こんばんは、KODANSHAウェブマガジンみもれ編集部のバタやんこと河童です。
おしゃべりな図書室では、水曜日の夜にホッとできて明日が楽しみになる、をテーマに、皆様からのお便りをもとに、おすすめの本や漫画、紙フレーズをご紹介します。
さて、第44夜になりました。今日のお便りをご紹介します。
ペンネーム超ウルトラスーパーボイルドあかりんさんからいただきました。
バタやんさんこんばんは。こんばんは。初めてレターをお送りします。少し緊張しています。ありがとうございます。緊張しますよね。

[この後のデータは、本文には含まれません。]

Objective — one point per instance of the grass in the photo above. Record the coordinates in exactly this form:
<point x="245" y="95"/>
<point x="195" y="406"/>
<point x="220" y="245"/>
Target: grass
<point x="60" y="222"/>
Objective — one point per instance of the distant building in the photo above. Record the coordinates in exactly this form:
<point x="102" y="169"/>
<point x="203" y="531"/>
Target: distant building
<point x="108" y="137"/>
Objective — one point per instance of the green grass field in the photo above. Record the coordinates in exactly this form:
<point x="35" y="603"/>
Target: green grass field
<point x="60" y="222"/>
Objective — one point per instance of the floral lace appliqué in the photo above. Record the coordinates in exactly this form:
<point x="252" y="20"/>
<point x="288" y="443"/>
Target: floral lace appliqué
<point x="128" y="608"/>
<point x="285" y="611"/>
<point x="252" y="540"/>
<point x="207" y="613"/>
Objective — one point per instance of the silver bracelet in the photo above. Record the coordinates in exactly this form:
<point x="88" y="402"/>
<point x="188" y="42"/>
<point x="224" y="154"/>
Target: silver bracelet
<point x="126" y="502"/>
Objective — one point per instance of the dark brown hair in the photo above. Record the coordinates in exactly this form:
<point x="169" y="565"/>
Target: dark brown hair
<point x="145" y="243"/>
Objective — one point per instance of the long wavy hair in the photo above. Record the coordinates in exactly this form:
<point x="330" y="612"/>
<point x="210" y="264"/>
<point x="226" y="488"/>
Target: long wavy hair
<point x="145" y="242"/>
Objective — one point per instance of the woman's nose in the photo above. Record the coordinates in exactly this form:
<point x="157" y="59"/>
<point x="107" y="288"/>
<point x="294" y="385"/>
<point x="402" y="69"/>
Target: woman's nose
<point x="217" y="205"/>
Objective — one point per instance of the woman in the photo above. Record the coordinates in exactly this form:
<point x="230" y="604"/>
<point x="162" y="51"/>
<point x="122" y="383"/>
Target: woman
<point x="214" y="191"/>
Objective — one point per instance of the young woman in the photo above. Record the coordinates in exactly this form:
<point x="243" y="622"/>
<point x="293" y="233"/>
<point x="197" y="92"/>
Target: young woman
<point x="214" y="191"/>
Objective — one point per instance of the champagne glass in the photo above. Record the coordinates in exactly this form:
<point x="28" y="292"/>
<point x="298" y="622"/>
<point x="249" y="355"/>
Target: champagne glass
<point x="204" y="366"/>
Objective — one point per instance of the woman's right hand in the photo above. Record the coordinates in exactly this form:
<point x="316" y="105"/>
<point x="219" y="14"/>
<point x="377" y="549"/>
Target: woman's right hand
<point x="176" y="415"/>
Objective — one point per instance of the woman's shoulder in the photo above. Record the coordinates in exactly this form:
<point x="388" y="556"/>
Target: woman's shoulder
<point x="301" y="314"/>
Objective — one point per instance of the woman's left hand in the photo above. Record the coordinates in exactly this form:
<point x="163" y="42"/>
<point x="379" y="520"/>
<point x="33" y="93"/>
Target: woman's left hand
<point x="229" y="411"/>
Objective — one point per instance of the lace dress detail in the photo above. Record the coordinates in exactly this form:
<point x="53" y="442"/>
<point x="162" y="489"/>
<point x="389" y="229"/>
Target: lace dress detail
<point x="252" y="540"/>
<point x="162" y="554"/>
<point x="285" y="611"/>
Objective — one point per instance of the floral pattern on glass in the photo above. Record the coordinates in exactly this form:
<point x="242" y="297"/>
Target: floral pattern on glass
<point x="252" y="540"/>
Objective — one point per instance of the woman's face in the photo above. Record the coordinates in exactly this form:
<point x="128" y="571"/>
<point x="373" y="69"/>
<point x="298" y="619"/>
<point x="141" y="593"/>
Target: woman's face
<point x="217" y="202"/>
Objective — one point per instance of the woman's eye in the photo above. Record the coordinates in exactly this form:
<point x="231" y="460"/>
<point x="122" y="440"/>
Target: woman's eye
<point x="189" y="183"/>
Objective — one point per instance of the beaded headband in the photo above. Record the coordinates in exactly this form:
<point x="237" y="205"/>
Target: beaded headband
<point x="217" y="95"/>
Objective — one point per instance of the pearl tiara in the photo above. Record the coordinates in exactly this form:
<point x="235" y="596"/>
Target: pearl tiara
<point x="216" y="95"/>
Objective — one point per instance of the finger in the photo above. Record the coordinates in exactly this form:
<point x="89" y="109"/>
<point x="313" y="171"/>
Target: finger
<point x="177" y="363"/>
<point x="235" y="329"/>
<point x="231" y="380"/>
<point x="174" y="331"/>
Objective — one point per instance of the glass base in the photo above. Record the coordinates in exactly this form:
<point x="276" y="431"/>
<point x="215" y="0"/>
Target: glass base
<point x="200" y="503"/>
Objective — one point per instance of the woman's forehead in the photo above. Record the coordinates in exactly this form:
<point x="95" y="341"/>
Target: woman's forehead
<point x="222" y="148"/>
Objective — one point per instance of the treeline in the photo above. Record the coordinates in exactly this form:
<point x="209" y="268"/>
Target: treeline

最近、昔流行った曲を聞くのが好きで、中でもHYさんの366日は恋愛経験が少ない私でも、さも大恋愛した気になって聞いて、虚しくなったりしました。
そこでリクエストなんですが、恋愛ものの本を紹介いただけないでしょうか。なぜだか恋愛を感じたいんだと思います。といただきました。
HYさんの366日ね。いいですよね。切ない。どういう状況のそれでもいい、なのか気になりますよね。
今夜の勝手に貸し出しカードは、松井レナさんのルイルイにしました。
私のインスタアカウントバタヨムをフォローしてくださっている方は、来ると思ったって気づいちゃったかもしれないんですが、最近読んでわーって思ったらすぐにインスタにあげちゃうからネタバレしてしまうんですが、
超ウルトラスーパーボイルドあかりんさんからのお便りを先に読んでて、これにしようって思って読み返しました。
さてルイルイがどんな話か説明に入る前に、著者の松井レナさんといえば元SKE48名古屋のね、私は実はその頃からすごく好きで、今は卒業されているんですけど、女優さんとして活躍されてますね。
なんで注目したかという話からしますと、AKBの姉妹グループであるSKEの中では、松井ジュリナちゃんと松井レナさんはダブル松井なんて言われて2トップだったんですよ。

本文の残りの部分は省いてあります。